Checkpoint engine: Instead of parameter reshuffling via NFS, a distributed checkpoint system broadcasts full parameter states across nodes, reducing synchronization overhead and achieving sub-30s updates at trillion scale.
Agentic rollout: Long-horizon tasks are accelerated with partial rollouts, environment parallelization, and latency amortization. The RL framework resembles a Gym-like interface, enabling integration of arbitrary new environments without overhead.

Evaluations

Coding & Engineering

SWE-bench Verified (Agentic Single Attempt): 65.8%, closing in on Claude 4 Opus (72.5%).
LiveCodeBench v6: 53.7%, surpassing GPT-4.1 and Claude Sonnet.
OJBench: 27.1%, outperforming Gemini 2.5 Flash (19.5%).
These results make K2 the strongest open-source model for real-world and competitive coding.

Agentic Tool Use

Tau2-Bench (multi-turn tool orchestration): 66.1 Pass@1.
AceBench: 76.5 Accuracy, beating both DeepSeek-V3 and Claude Sonnet.
Demonstrates robust grounded tool-use reasoning, a central pillar of agentic intelligence.

Math & STEM

AIME 2025: 49.5%, a leap over Qwen3 (24.7%).
GPQA-Diamond: 75.1%, competitive with Claude Opus.
HMMT 2025: 38.8%, best open-source score.
Confirms effectiveness of learning-note rephrasing and RL-verifiable task integration.

General and Long-Context

MMLU: 89.5%, on par with proprietary models.
MMLU-Redux: 92.7%, best among open-source.
LongBench v2: 49.1%, competitive with GPT-4.1.
DROP: 93.5% factual reasoning accuracy.
K2 is not just specialized but a robust generalist across reasoning, factuality, and long-context domains.
We can see its performance below on different tasks as compared to DeepSeek V3 , Anthropic’s Claude 4 Opus, OpenAI’s GPT 4.1, Google’s Gemini 2.5, and Qwen3.

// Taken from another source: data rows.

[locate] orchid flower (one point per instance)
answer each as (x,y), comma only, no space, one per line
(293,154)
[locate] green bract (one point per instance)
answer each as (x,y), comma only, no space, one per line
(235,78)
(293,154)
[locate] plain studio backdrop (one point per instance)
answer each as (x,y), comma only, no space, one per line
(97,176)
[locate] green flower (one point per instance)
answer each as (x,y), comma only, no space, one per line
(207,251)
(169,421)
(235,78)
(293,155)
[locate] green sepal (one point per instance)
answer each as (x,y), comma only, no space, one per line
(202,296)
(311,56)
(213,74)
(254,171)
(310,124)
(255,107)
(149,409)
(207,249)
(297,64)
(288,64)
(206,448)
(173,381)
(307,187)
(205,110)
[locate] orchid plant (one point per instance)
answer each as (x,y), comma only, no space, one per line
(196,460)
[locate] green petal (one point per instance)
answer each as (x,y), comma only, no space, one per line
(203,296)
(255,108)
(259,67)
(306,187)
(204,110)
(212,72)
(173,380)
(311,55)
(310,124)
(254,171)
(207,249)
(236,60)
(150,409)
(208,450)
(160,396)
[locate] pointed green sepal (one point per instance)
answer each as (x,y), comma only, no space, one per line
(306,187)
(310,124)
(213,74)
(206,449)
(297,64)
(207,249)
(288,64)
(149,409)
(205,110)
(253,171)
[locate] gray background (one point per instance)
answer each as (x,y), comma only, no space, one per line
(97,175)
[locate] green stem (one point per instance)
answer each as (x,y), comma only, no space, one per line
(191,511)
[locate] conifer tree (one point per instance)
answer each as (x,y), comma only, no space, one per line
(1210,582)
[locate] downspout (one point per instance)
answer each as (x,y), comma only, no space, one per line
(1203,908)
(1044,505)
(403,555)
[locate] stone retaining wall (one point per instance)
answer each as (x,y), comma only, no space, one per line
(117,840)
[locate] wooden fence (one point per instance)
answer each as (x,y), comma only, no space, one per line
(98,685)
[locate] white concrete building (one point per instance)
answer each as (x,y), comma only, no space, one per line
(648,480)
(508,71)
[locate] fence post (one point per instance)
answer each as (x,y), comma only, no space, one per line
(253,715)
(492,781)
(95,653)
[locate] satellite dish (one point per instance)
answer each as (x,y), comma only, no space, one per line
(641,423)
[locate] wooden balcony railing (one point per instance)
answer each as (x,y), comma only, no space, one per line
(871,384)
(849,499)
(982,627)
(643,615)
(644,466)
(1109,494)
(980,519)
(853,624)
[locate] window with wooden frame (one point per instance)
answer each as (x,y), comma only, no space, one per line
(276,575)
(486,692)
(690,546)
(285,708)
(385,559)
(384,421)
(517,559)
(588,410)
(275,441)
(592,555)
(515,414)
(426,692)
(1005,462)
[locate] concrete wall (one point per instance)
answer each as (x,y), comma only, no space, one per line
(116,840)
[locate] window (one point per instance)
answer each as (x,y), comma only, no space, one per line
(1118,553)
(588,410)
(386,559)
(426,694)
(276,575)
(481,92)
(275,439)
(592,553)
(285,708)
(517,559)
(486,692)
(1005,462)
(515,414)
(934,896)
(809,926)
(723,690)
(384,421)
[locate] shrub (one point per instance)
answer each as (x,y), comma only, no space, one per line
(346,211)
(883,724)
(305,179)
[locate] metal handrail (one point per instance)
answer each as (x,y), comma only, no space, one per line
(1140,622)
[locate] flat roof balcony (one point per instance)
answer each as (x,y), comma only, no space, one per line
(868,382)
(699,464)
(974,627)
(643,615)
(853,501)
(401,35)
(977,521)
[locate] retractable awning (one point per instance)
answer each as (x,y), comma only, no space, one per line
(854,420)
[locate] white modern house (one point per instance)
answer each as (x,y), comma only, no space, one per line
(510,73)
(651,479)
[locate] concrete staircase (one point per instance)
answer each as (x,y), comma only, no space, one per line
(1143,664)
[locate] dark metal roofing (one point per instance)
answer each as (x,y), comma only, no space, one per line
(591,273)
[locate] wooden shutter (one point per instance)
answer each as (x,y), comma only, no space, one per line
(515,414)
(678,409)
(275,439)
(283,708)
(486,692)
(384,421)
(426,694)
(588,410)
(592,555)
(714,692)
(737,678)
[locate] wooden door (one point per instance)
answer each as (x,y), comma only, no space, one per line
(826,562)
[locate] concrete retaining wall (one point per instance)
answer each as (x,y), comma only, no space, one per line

Optimization with MuonClip

Training trillion-scale models is hard. Most fall apart due to instability in attention mechanisms—particularly exploding logits during optimization.
Kimi K2 introduces a custom optimizer called MuonClip. It’s a refined version of the Muon optimizer, built specifically to handle these large MoE setups.
The key innovation is qk-clip, which dynamically rescales attention queries and keys at each training step to keep logits within safe bounds.

Agentic Intelligence as a Paradigm

Agentic intelligence shifts the operational foundation of LLMs from passive completion engines into adaptive, autonomous systems. With mechanisms like tool discovery, self-evaluation, rubric-based alignment, and hybrid real/synthetic environments, models like K2 point toward a new generation of AI that can continuously expand its competence frontier.

Instead of exhausting the diminishing returns of static pre-training data, agentic models generate their own trajectories of action and error-driven improvements, effectively becoming self-sustaining learners. This has implications not just for research (where scaling laws may plateau without agentic data), but also for real-world deployment, where autonomy, reliability, and grounded tool use are indispensable.

K2 demonstrates that building such systems requires innovations across optimization (MuonClip), data curation (synthetic rephrasing and tool pipelines), reinforcement (RLVR + rubric rewards), and infrastructure (checkpoint engines, agentic rollouts). It is not merely a model, but a framework for future AI systems that blur the line between static foundation models and interactive, evolving agents.